A lovely change from the usual roast chicken Sunday lunch. Freekeh has been hailed as the new ‘supergrain’, even though it has been around for thousands of years! It makes a very different and welcome change to normal stuffings, as it is nuttier in texture and combines well with herbs and almost any ingredient you want to stuff your chicken with. Freekeh is a ‘powerhouse’ of nutrients, can be used in salads, soups, pilafs and stews, so it is worth trying to include it in your weekly meal plans. Here is a recipe suggestion, but please do experiment. Try using it as a substitute for rice, it does work.
Serves: 4
Preparation Time: 15 minutes
Cook Time: 1 hr 30 minutes
INGREDIENTS:
For the chicken
1 large free range chicken
3 tbsp maple syrup
2 tsp mild mustard
1 tbsp olive oil
For the stuffing
3½ oz freekeh, cooked
½ orange, peeled and cut into small pieces
½ onion, finely chopped
2 tbsp fresh parsley, finely chopped
2 garlic cloves, crushed
Handful of dried cranberries
1 tsp dried cinnamon
Seasoning to taste
METHOD:
Heat oven to 180°C/350°F/Gas mark 4.
In a bowl, mix together all the stuffing ingredients and add seasoning to taste.
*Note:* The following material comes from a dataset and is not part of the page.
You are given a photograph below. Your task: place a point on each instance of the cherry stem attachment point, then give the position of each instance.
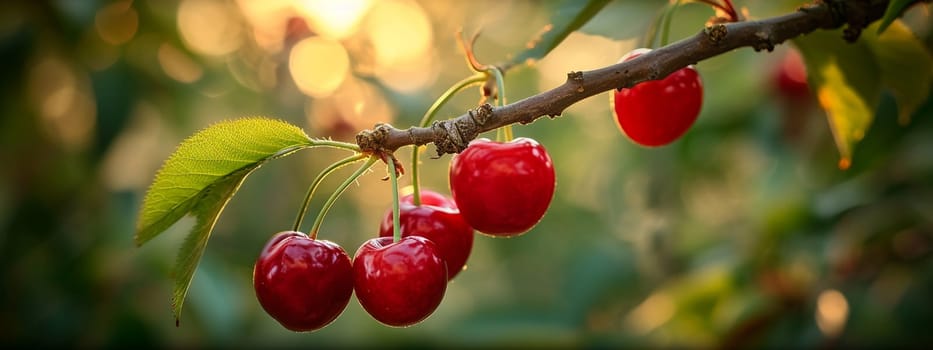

If too dry, add a little water.
Make sure the chicken is clean both outside and inside the cavity. Wipe dry with paper towel.
Fill the chicken with the stuffing mix and tie the legs together to prevent too much spilling out. If there is any remaining stuffing, place in a dish, cover with foil and set aside.
Mix the olive oil, maple syrup and mustard together, and rub all over the chicken.
Roast the chicken for 1 hour and 20 minutes. Test to see if cooked through by inserting the tip of a sharp knife just above the leg – the juices should run clear.
Any remaining stuffing can be placed in the oven in the covered dish and cooked for about 20 minutes.
Serve the chicken cut into slices or joints with perhaps some roasted carrots and parsnips.